Most buildings on campus, offer four different ways to dispose of materials. These include bins for organic waste, trash headed for landfills, glass and plastic recycling and paper.

But, not all students pay attention to the separate bins, and that may jeopardize whether composting materials–food waste, napkins and other biodegradable materials–are treated as environmentalists hope. In the past, the University has had issues finding a composting facility that accepts mixed materials from the bins.

“People need to pay attention,” to composting bins, said Fabiola Lizardi-Clemente,17.

Allie Goldsmith, 19, a barista at the Dav, a coffee shop in the School of International Service, noted that it has been going green for as long as she can remember, and said many students at SIS do a good job paying attention to environmental issues.

“People are more conscious here,” Goldsmith said.

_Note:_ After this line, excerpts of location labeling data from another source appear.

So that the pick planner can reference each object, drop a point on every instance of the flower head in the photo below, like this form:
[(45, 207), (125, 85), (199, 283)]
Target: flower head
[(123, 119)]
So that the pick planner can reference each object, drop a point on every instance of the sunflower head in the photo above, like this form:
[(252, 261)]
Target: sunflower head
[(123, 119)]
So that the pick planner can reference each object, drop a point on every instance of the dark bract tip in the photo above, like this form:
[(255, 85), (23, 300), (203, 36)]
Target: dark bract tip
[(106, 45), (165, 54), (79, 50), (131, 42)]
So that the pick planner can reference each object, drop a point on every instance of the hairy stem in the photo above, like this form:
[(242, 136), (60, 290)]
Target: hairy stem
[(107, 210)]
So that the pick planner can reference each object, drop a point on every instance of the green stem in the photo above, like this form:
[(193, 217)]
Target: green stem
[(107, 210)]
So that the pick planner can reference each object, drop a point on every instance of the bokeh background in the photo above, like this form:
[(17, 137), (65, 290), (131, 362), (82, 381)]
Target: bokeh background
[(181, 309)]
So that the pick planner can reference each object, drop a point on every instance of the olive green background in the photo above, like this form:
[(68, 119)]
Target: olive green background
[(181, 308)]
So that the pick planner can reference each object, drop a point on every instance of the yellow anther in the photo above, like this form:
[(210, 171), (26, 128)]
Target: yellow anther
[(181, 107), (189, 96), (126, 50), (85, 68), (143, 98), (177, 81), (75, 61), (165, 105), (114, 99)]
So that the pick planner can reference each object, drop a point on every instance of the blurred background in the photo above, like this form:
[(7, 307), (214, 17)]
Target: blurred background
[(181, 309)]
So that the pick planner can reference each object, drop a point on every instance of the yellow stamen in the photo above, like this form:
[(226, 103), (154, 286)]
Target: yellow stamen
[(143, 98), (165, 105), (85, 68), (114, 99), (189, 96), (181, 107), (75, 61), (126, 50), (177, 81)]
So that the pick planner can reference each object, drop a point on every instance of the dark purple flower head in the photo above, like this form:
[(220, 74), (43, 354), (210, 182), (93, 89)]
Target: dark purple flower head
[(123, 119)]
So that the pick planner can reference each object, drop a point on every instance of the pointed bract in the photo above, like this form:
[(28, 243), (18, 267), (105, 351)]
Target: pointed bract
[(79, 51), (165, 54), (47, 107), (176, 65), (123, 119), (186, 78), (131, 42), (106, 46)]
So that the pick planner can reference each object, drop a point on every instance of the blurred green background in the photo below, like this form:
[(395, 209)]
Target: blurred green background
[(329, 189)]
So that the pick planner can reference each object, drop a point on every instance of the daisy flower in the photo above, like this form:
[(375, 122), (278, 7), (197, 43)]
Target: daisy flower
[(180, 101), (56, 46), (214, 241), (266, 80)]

A sign at the coffee shop read, “SAVE the WORLD, use a MUG! Take it ANYWHERE but please, please, PLEASE bring it back to the DAV.” Another sticker pasted at the shop said, “We proudly serve TAP WATER.”

Tucked behind the SIS building, down a narrow gravel pathway, is an herb and vegetable garden, an effort by AU’s Arboretum and Gardens team to promote consumption of locally grown produce.

The garden, according to Toohey, is open to all AU faculty, and is filled with herbs from “Stir-fry Thai Basil” to “Simply Salsa Cilantro.” Other plants include curly kale and blackberry bushes.

The School of International Service building, which is LEED-certified, is renowned on campus for being a “green place.” That means its better at reducing water and energy usage.

Other buildings, like the Kogod School of Business and the Mary Graydon Center, have green roofs, helping to cut down on water runoff and boost “energy efficiency,” according to the university’s website.